The era of solo mining is long over. Nowadays, the only way to get cryptocurrency is to join Mining Pool. We recommend CFX mining for successful and profitable mining. Nevertheless, many miners fail when choosing a pool due to the lack of understanding of work principles, specifics, differences, and other features of mining pools.
A mining pool is a kind of server. The main task is to divide computing tasks into many subtasks. The latter is distributed among all the members who are connected to the Pool. Initially, mining existed on processors. Their computing power was enough for the independent mining of cryptocurrency.
As the complexity of the network grew from attracting new members, the sphere of mining “coins” moved to video cards. Mining on processors was a thing of the past due to the minimal profitability (and later the complete absence of benefits).
Subsequently, increasing the complexity of mining led to miners no longer mining cryptocurrency without combining capacities. It is essential to remember that a mining pool is not a fully collective, evenly distributed mining operation. Instead, it is a division of tasks, where each participant makes a profit, depending on the invested effort (capacity).
The contribution is estimated by the concept of a “share,” which is a part of the computationally hash function for signing a block. The task of the server is not only to distribute tasks but also to check their validity. The operation is confirmed when the “share” matches the necessary complexity values for signing the block.
The reward received by the Pool is distributed to all miners, depending on the number of valid “shares” passed (depends on the method of rewarding in a particular pool). Moreover, the “share” that signed the block does not affect the final distribution of the reward.
Each such server is a business financed by the commissions charged to users. Mining pools may underestimate the overall computing performance to gain additional profit from “unaccounted power” (the so-called “hidden commission”). Still, such servers instantly fall into negative ratings and blocklists, losing all members.
Technically, the device of a mining pool can not be called complicated. It is a dedicated server that distributes tasks. Moreover, the Pool does not require a complicated setup (if already ready-made templates). Nevertheless, the critical aspect is the attraction of participants, which is based on:
– Powerful advertising.
– The reputation of the mining pool.
– Advantageous conditions for participants (low commissions and other privileges).
It would be best to keep in mind the “51% rule”, which is a direct threat to centralization and allows an attack on any cryptocurrency. When this mark is reached, the Pool should potentially announce its liquidation if the high capacity collection is not for a specific purpose.

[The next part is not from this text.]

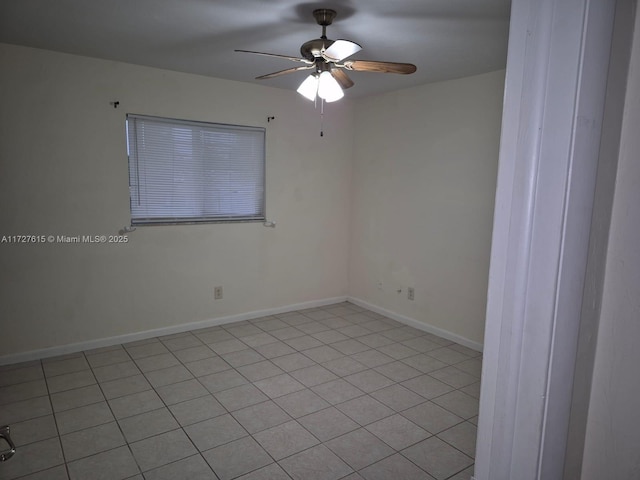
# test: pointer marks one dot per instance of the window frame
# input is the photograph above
(259, 217)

There are three types of mining
2. Collective (in Pool).
The latter stands out noticeably because it does not require equipment, often categorized as an investment rather than mining. Solo mining is almost entirely a thing of the past. This is due to the increasing complexity of networks and the demand for digital money mining.
New “coins” are betting on solo mining, but as they develop and attract members, solo mining will be quickly displaced. Pooled mining, with the pooling of capacity, is the only way to compete in cryptocurrency mining.
One of the critical factors when choosing a server is the reward method used on a particular resource. It can affect the final earnings and increase and decrease the potential income. There are more than 20 methods of reward, although the most popular and massive are PPS and PPLNS. The most straightforward method, PROP, is becoming less and less popular and is slowly becoming a thing of the past.
PPS or Pay Per Share – this type of reward is considered the most promising for participants. Each participant receives income for each “share” sent when a block is found. The amount is calculated for the user based on dividing the reward by the complexity of the network. While this distribution principle is most profitable for miners, it is riskier for pool owners, resulting in higher commissions.
PPLNS – Pay Per Last N Shares – this method is considered profitable and does not include payments for each “share.” Payments are made not for finding a block but for the so-called “shifts” that represent specific time intervals. The method is similar to PROP in many ways but differs in the “slow start” when calculating the reward.
The indicator of the calculated power will gradually increase to the maximum (only after reaching the peak value, the payments will be complete). But even if you disconnect from the mining pool, payments will be made until the calculated power is reduced to zero.
Choosing a mining pool for beginners can be difficult, especially with the wide variety of servers. First of all, the Pool must be financially profitable. It is the primary and the only important criterion. The following parameters will help choose the most beneficial, safe, and durable option.
Any new servers, despite their features, cannot attract the same large number of members, and therefore will lose power and efficiency in the search for blocks.
Chasing the minimum commissions is not recommended. It is often an illogical approach in terms of safety and quality of service, but choosing resources with large commissions is also not worth it. It is financially unprofitable.
Therefore, the choice of the reward system will be vital if it corresponds to the conditions (for ASICs, farms, or large centers, it is different and chosen individually).
The close geographic location is of secondary importance. Use the “ping” command with the server address to choose the best connection.